Operating costs will likely grow faster than revenue over the next few quarters. While SATS’s revenue will likely stage a solid rebound from 1QFY23, with Singapore’s new Vaccinated Travel Framework and the synchronised reopening of countries in the region, costs could outstrip revenue growth for a while due to several reasons. Firstly, staff costs will increase significantly because SATS has to restore manpower supply prior to the return of demand due to time required for training new employees (typically three to six months), wage inflation pressures (due to a tight labour market), and the absence of wage subsidies (S$145.6m in FY22). Secondly, the group will have to deal with higher food costs, which have risen by 20%-30% this year. While SATS has multiple levers to control its raw material costs, we believe that the group may have difficulties passing on any increased costs to its consumers. Consequently, the management has guided that operating costs will likely outpace revenue growth over the next two quarters at least, before reversing this trend towards 4QFY23F.

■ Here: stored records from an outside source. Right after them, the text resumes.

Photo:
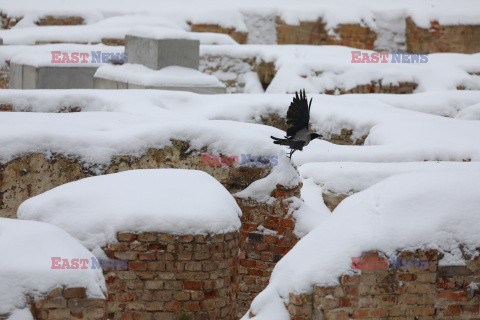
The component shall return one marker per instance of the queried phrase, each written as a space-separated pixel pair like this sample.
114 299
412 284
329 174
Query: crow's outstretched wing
298 114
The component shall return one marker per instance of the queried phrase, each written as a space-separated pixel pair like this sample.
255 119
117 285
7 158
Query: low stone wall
30 175
70 303
240 37
229 70
440 38
266 236
306 32
174 277
426 291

Negative earnings revisions; downgrade to HOLD with lower TP of S$4.50. We are slashing our FY23/24F net profit estimates by 53% and 10%, respectively, to reflect the abovementioned cost headwinds. Consequently, we are lowering and rolling forward our P/E peg to 30x blended FY23/24F net profit (from 35x FY23F net profit previously) to arrive at a lower TP of S$4.50. SATS has outperformed most other aviation plays this year, notching a YTD gain of 12.6%, despite the retreat in its share price post its results, and we believe that the stock is now fairly priced at 22-24x FY24F earnings. Furthermore, dividends will likely only be reinstated in FY24F, which is when we anticipate the company to convincingly return into the black. Accordingly, we are downgrading our recommendation to HOLD, and would recommend investors accumulate on dips or rotate into other reopening plays that are better positioned to deal with rising inflation like Singapore Airlines and ST Engineering.